That’s the other element McLaren have to contend with: Red Bull’s willingness to zag. The team’s been unafraid to stray from the orthodox when the car needs a different kind of race to be competitive, and Verstappen’s temperament — icy, insistent — makes those calls look braver than they probably feel inside the cockpit. If this becomes a game of small margins on Sundays, he’s the driver you don’t want in your mirrors.

McLaren, for their part, seem determined to keep things clean between Norris and Piastri. No interference so far, no obvious team orders, and no sense they’ll tilt the table for one over the other. That’s admirable and, frankly, refreshing. It also opens the door for Verstappen to exploit any hesitation between the two if and when they’re wheel-to-wheel on a critical day.

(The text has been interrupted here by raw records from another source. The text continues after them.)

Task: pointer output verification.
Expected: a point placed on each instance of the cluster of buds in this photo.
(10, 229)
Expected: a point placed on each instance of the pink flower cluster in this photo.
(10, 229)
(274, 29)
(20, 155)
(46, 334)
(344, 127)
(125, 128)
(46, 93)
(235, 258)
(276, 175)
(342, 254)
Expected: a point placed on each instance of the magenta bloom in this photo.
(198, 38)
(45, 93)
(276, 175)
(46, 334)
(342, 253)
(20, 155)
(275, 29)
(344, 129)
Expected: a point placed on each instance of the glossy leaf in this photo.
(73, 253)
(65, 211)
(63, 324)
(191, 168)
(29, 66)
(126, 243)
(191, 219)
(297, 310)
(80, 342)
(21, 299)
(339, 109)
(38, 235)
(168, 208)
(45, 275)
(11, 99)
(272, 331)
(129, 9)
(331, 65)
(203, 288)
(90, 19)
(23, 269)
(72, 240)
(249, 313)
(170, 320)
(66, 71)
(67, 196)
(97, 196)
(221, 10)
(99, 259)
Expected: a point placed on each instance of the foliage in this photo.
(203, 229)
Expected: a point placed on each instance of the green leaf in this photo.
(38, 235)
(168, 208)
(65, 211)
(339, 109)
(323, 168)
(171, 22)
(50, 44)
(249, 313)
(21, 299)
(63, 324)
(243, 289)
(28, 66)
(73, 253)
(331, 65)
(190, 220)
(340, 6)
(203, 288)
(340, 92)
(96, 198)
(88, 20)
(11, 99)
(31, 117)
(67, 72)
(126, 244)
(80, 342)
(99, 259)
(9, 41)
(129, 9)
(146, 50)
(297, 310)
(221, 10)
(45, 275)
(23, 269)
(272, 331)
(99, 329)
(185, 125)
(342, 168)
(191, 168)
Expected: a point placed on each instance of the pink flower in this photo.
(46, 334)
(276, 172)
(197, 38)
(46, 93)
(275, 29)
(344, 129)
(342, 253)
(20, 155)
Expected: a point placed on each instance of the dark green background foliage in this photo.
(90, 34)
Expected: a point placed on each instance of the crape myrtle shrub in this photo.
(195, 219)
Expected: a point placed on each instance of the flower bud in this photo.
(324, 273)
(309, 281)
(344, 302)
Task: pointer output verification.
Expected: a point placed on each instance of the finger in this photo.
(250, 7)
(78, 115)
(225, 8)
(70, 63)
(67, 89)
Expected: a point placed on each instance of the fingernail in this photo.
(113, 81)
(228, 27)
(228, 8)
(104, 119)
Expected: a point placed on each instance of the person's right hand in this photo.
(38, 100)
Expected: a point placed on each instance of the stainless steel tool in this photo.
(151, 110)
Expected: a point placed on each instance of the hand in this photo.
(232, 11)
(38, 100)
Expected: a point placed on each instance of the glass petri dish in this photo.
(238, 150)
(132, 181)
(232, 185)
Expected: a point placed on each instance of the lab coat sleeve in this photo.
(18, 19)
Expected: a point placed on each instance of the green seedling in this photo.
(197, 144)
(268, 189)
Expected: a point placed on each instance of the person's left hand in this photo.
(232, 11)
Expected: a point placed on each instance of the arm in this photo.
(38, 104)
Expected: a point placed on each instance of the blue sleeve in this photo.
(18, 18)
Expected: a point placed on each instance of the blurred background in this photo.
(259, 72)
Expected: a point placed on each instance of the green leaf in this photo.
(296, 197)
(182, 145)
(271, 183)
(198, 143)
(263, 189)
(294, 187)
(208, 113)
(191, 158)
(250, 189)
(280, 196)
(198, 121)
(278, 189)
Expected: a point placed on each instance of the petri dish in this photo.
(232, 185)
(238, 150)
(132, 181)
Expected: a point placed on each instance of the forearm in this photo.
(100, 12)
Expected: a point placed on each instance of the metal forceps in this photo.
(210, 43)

Herbert’s hypothetical is hard to argue with: “If he were in a McLaren, would he be fighting for the championship? Absolutely.” The flip side is the truer test of champions — winning when the car isn’t the outright benchmark. Verstappen’s been doing that since late summer, and the gap has shrunk because of it.

So where does that leave us? Norris has the points, Piastri needs to steady the ship, and Verstappen’s stalking with a car that finally responds the way he wants. The runway is short, the required haul is steep, but we’ve seen enough late-season Red Bull revivals to know better than to call it. One messy McLaren weekend and this thing starts to look like a coin toss.

You can never rule out Red Bull. And you absolutely never rule out Max.